Fighting chemo resistance is a major challenge for cancer therapy. We recently demonstrated that the Hedgehog receptor Patch, which is overexpressed in many recurrent and metastatic cancers, is a multidrug transporter contributing to chemotherapy resistance. Here, we show that a drug-like molecule that inhibits the doxorubicin efflux activity of Patch, enhances the cytotoxic, pro-apoptotic, antiproliferative and anticlonogenic effects of doxorubicin on both adrenocortical carcinoma (ACC) and melanoma cells which endogenously overexpress Patch. Moreover, we report that the addition of this molecule to doxorubicin treatment prevents the development of ACC tumors in xenografts mice much more significantly than doxorubicin alone, suggesting that the use of this molecule in combination with doxorubicin is a promising new therapeutic option for Patch expressing tumors.

Biography:
Isabelle Mus-Veteau is a CNRS Research Director working at the Institute of Pharmacology in Sophia Antipolis (Valbonne) in France.
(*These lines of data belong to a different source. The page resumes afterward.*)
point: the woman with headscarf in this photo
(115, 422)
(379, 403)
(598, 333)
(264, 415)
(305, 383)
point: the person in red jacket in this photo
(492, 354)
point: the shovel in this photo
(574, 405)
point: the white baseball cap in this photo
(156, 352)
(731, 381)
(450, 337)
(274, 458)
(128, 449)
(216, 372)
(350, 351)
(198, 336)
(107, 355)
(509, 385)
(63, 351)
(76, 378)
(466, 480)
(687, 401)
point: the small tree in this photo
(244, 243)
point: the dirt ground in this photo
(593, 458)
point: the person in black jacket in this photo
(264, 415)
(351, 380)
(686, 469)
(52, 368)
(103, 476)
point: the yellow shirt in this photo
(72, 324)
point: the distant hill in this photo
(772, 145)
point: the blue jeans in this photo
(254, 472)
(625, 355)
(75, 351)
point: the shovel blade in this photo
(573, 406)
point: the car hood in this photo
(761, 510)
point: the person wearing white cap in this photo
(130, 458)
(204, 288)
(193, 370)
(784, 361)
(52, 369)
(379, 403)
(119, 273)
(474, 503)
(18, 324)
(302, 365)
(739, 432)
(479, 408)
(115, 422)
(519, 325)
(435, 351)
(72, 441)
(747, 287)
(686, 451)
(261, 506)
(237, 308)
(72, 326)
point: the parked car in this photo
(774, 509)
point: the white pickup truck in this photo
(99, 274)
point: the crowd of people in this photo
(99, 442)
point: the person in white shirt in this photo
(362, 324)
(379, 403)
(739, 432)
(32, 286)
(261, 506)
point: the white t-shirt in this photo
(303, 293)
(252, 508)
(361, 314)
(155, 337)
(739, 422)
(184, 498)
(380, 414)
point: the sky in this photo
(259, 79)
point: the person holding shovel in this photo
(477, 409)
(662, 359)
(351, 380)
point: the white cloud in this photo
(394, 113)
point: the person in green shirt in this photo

I performed my PhD thesis between France and Mexico and discussed it in 1992. She obtained a CNRS permanent position after a post-doc in the South of France. She is a biochemist and biophysicist specialist of membrane transport proteins. With her collaborators, we discovered the drug efflux activity of the Hedgehog receptor Patch and its role in chemotherapy resistance (Bidet et al 2012). The screening of several chemical libraries allowed us to discover several inhibitors of Patch drug efflux activity which enhance chemotherapy efficiency against several cancers (Fiorini et al. 2015, Hasanovic et al, submitted).